# DR Procedure Validation

**Enforcement Level**: HIGH
**Scope**: All disaster recovery runbooks and backup procedures
**Issue**: #491

## Principle

Untested disaster recovery is not disaster recovery. A DR runbook that has never been executed is a hypothesis, not a plan. All DR procedures must be tested periodically and test results must be recorded.

## Mandatory Rules

1. **Every DR runbook must have a test date**: The `Last Tested` field must contain an actual date, not "never" or "TBD". A runbook without a test date is considered untested and must be flagged.

2. **Periodic retesting required**: DR runbooks must be retested at a cadence appropriate to the service criticality:
   - **Critical services**: Test quarterly (every 90 days)
   - **Standard services**: Test semi-annually (every 180 days)
   - **Low-priority services**: Test annually (every 365 days)

3. **Test results must be recorded**: Each test must record:
   - Date of test
   - Scenario tested
   - Pass or fail result
   - Actual recovery duration vs. RTO target
   - Issues discovered during test
   - Remediation status for discovered issues

4. **Failed tests require remediation**: If a DR test fails, the runbook must be updated and retested before the next scheduled test window. An unresolved DR test failure is a high-priority item.

5. **Backup verification is not DR testing**: Verifying that backups exist is necessary but insufficient. DR testing means executing the full recovery procedure (in a test environment) from backup to running service.

6. **RTO/RPO must be validated against actuals**: If a DR test takes longer than the documented RTO, either the RTO must be revised or the procedure must be optimized.
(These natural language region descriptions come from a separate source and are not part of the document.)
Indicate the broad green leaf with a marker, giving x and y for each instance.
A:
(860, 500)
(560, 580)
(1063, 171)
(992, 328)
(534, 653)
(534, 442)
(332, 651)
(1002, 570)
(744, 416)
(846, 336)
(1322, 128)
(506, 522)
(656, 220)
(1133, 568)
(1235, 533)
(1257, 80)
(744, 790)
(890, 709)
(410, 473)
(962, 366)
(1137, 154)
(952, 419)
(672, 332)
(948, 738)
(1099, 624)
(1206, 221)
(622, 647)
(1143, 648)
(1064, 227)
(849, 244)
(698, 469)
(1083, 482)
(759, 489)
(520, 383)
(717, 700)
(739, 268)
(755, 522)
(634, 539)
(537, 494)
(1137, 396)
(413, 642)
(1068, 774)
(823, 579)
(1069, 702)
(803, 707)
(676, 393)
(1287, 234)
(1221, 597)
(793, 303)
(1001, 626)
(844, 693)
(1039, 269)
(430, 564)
Documented targets that do not match reality provide false confidence.

## Validation

When reviewing or creating DR documentation:

- [ ] `Last Tested` field contains a real date
- [ ] Test date is within the required cadence for this service's criticality
- [ ] Test history section has at least one entry
- [ ] All failed test issues have been addressed
- [ ] Actual recovery time is within documented RTO

## Rationale

Organizations discover their DR procedures don't work during actual disasters — the worst possible time to learn. Regular testing converts theoretical recovery plans into proven operational procedures.